JAKARTA,SumselPost.co.id – Anggota Komisi III DPR RI, I Wayan Sudirta, mendorong aparat penegak hukum untuk mendalami secara komprehensif unsur pidana dalam kasus penyiraman air keras terhadap aktivis Andrie Yunus, termasuk membuka kemungkinan penerapan pasal pembunuhan berencana apabila ditemukan indikasi yang mengarah ke sana.

Menurut Wayan, penanganan perkara tersebut tidak boleh berhenti pada konstruksi hukum yang bersifat permukaan. Aparat penegak hukum diminta untuk menelusuri secara mendalam seluruh rangkaian peristiwa, mulai dari motif, pola kejadian, hingga kemungkinan adanya perencanaan sebelum tindakan dilakukan.

“Penegak hukum harus mendalami seluruh unsur pidana dalam kasus ini. Jika memang ditemukan adanya unsur perencanaan, maka tidak menutup kemungkinan untuk dikenakan pasal pembunuhan berencana,” ujar Wayan dalam Rapat Dengar Pendapat Umum (RDPU) di Nusantara II, Kompleks Parlemen, Senayan, Jakarta, Selasa (31/3/2026).

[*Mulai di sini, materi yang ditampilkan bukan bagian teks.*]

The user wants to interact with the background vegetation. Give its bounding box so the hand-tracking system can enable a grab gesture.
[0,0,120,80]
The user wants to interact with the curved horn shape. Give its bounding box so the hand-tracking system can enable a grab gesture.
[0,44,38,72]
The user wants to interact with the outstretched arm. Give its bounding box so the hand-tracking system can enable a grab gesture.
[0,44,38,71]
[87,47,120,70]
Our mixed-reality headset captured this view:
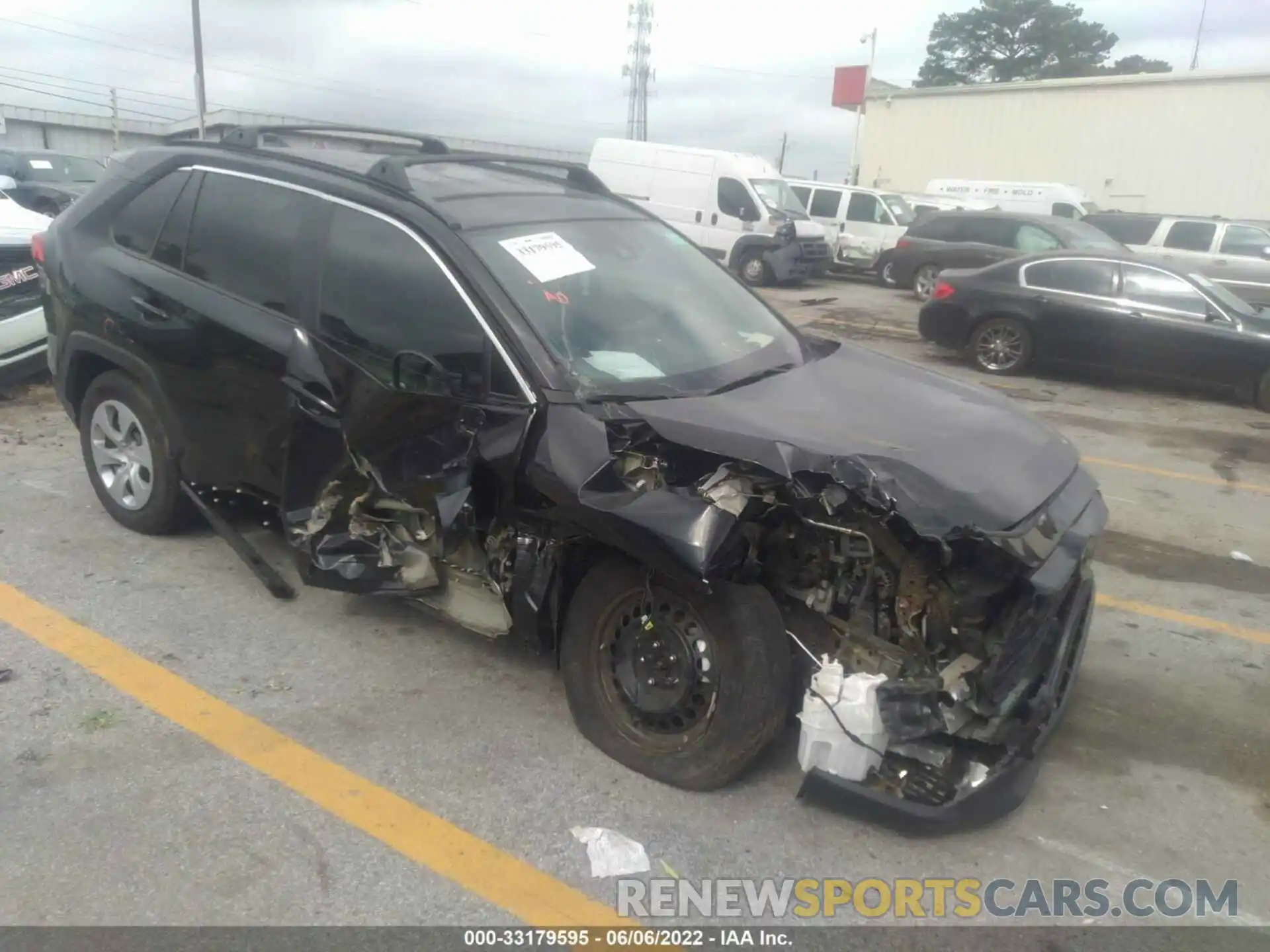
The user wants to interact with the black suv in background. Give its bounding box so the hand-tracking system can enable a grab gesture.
[892,211,1129,301]
[38,128,1106,822]
[0,149,105,218]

Ia menegaskan bahwa pengungkapan motif menjadi aspek krusial dalam menentukan arah penanganan perkara. Menurutnya, kasus kekerasan terhadap aktivis tidak dapat dipandang sebagai tindak pidana biasa, melainkan harus dilihat dalam konteks yang lebih luas, termasuk kemungkinan adanya niat yang terstruktur. “Kita harus melihat secara utuh apakah peristiwa ini terjadi secara spontan atau memang direncanakan. Itu penting untuk menentukan konstruksi hukum yang tepat,” ujarnya.

Lebih lanjut, Legislator Fraksi PDI Perjuangan itu mengingatkan agar aparat penegak hukum tidak terburu-buru dalam menetapkan pasal tanpa didukung alat bukti yang kuat. Ia menekankan bahwa setiap kesimpulan hukum harus berbasis pada fakta dan proses penyidikan yang mendalam. “Semua harus didasarkan pada alat bukti yang sah. Jangan sampai ada kekeliruan dalam penetapan pasal yang justru dapat melemahkan proses penegakan hukum itu sendiri,” tambahnya.

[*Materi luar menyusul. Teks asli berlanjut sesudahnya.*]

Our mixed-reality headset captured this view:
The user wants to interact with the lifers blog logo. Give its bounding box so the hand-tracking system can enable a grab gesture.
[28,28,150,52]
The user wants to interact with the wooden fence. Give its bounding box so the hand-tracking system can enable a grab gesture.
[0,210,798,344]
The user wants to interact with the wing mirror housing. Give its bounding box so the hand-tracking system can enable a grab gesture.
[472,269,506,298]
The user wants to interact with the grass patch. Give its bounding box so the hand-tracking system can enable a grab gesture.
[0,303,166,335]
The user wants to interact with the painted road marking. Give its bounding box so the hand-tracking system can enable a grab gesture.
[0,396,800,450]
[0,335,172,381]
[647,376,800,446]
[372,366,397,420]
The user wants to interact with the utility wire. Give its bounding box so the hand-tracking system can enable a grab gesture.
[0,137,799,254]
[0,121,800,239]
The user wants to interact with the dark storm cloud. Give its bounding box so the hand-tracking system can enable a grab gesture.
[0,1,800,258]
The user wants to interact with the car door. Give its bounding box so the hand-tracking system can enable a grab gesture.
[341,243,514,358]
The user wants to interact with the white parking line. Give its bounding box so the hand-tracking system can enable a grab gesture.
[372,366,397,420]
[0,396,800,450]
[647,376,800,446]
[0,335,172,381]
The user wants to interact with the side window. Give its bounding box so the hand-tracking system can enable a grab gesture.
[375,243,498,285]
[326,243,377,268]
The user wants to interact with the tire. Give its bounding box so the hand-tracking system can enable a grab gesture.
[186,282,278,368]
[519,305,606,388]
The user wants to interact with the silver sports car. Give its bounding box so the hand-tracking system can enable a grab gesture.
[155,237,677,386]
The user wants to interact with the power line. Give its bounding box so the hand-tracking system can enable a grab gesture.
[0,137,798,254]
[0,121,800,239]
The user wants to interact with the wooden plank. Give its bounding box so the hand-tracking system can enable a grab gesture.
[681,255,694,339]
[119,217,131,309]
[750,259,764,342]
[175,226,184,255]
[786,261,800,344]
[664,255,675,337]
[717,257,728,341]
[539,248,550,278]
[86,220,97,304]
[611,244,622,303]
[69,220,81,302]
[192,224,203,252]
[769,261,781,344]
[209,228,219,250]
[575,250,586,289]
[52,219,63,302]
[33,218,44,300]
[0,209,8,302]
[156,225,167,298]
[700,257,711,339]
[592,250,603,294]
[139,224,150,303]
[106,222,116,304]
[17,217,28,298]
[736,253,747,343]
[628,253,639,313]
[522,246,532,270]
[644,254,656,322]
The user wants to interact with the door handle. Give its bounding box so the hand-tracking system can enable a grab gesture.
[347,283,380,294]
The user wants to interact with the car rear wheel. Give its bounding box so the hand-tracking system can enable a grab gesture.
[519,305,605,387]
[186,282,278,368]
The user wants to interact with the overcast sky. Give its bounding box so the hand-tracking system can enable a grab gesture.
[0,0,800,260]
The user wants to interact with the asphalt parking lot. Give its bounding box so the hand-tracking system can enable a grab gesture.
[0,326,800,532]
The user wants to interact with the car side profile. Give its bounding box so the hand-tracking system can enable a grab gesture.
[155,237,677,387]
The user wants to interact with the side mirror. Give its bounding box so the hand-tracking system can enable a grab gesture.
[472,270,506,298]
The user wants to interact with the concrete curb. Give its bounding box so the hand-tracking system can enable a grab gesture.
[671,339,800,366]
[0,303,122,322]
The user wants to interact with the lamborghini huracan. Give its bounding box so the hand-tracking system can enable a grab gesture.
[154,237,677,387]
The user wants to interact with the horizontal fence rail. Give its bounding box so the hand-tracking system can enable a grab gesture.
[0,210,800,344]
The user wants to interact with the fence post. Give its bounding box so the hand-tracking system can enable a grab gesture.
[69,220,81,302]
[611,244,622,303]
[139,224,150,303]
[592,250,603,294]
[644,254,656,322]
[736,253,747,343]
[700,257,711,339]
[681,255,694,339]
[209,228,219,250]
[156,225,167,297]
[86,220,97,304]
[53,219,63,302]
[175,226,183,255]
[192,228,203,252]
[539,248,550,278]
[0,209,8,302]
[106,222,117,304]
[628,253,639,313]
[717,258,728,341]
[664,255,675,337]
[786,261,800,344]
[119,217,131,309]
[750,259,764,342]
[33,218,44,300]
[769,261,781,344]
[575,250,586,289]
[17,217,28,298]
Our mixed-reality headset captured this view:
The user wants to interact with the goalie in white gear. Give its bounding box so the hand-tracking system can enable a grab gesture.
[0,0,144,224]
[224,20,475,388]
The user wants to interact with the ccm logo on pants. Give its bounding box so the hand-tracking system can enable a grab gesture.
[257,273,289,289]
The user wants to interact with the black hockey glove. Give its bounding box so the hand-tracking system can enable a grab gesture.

Dalam kesempatan tersebut, ia juga menyoroti pentingnya profesionalisme dan independensi aparat dalam menangani perkara ini. Menurutnya, transparansi dan objektivitas menjadi kunci untuk menjaga kepercayaan publik terhadap institusi penegak hukum.

“Masyarakat menunggu kejelasan. Oleh karena itu, proses hukum harus dilakukan secara terbuka dan profesional, tanpa intervensi dari pihak manapun,” ungkap Wayan.

Komisi III DPR RI, lanjut Wayan, akan terus menjalankan fungsi pengawasan terhadap penanganan kasus ini, termasuk memastikan aparat penegak hukum tidak ragu dalam mengungkap seluruh fakta yang ada, sekaligus menerapkan pasal yang paling tepat sesuai hasil penyidikan.

“Kami akan mengawal kasus ini sampai tuntas. Jangan sampai ada bagian yang terlewat, termasuk dalam mengungkap motif dan kemungkinan adanya perencanaan,” pungkasnya.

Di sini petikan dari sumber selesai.